Nach dem plötzlichen Tod von Ludwig Wörner am 22. März 1978 trat dann umgehend sein Sohn Georg Wörner in
die Firma ein. Seinerzeit hatte er zwar schon das Studium in Weihenstephan (Dipl.lng.) und München (Dipl.Wirtsch.Ing.)
beendet, befand sich aber noch mitten in einer Promotion bei Prof. Narziß in Weihenstephan, welche er im Interesse
des Familienunternehmens abbrechen musste.

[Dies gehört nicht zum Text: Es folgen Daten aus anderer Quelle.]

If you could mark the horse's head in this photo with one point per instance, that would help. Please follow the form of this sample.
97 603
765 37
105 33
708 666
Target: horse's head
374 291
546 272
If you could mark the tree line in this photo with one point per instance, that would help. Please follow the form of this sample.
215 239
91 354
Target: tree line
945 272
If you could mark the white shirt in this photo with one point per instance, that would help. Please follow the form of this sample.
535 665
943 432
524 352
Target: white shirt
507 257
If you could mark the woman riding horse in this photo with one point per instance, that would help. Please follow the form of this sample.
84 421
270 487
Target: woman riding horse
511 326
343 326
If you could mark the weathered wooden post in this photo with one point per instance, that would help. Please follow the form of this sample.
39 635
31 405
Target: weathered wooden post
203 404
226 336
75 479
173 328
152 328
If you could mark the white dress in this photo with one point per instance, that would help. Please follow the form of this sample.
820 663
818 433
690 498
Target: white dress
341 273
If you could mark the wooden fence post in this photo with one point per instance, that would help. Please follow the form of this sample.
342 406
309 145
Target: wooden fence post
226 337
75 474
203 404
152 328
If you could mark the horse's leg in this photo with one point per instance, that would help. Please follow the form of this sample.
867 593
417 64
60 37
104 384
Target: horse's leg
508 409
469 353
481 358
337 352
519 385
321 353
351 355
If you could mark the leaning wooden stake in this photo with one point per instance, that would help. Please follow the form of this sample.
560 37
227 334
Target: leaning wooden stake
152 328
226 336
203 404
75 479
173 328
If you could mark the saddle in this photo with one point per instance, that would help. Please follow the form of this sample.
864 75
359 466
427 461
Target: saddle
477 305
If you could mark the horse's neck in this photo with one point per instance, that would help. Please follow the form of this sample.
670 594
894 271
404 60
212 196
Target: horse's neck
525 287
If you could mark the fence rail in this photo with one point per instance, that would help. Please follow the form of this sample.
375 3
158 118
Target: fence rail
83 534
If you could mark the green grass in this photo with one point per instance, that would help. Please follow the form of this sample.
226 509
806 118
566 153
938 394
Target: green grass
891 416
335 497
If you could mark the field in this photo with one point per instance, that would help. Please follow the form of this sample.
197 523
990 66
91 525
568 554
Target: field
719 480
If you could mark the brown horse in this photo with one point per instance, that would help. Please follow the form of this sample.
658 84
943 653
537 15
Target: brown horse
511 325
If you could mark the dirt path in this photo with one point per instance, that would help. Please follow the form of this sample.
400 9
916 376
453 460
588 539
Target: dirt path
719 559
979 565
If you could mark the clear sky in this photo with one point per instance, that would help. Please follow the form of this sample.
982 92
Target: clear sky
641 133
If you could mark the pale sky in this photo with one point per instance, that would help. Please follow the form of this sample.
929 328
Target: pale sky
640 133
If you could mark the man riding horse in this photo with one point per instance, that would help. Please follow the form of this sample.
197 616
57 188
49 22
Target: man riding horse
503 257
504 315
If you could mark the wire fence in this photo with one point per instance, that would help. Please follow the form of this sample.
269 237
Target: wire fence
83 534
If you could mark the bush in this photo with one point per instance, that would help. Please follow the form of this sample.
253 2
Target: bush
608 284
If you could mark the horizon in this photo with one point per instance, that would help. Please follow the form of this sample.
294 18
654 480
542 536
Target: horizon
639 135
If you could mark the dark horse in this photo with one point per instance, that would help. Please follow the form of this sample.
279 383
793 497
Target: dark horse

Bereits zu dieser Zeit entschloss sich Georg Wörner die Biere nicht nur deutschlandweit zu vertreiben, sondern auch
den internationalen Export der Kaiserdom immer weiter aufzubauen. Heute wird weltweit exportiert, in China
und Schweden gibt es Lizenzproduktionen.

1986

Zum 1.Januar 1986 übernahm Georg Wörner mit seiner Familie den Alleinbesitz des Brauereiunternehmens
( Dritte Generation )

1998

Zur Absicherung der erreichten Größe und Stärkung der zukünftigen Ausrichtung des Unternehmens am deutschen
Biermarkt holte Georg Wörner im Jahre 1998 seinen Studienfreund in den Betrieb. Mit ihm entwickelte man das neue
Geschäftsfeld: Technics + Technology –Partnerschaften in den Bereichen Contract brewing und Contract filling mit
zahlreichen deutschen Brauereien.

2016

Investition in Qualität und Kapazität durch 8 neue ZKG-Tanks, einer Zentrifuge und einer neuen
Hefereinzuchtanlage. Auch mit diesen Neuerungen schaffen wir eine deutliche Entlastung des Brauereiabwassers,
einschließlich entsprechender Energie und CO² Einsparungen. Diese technischen Erweiterungen sind auch ein wesentlicher
Schritt zur einer umweltfreundlicheren Produktion.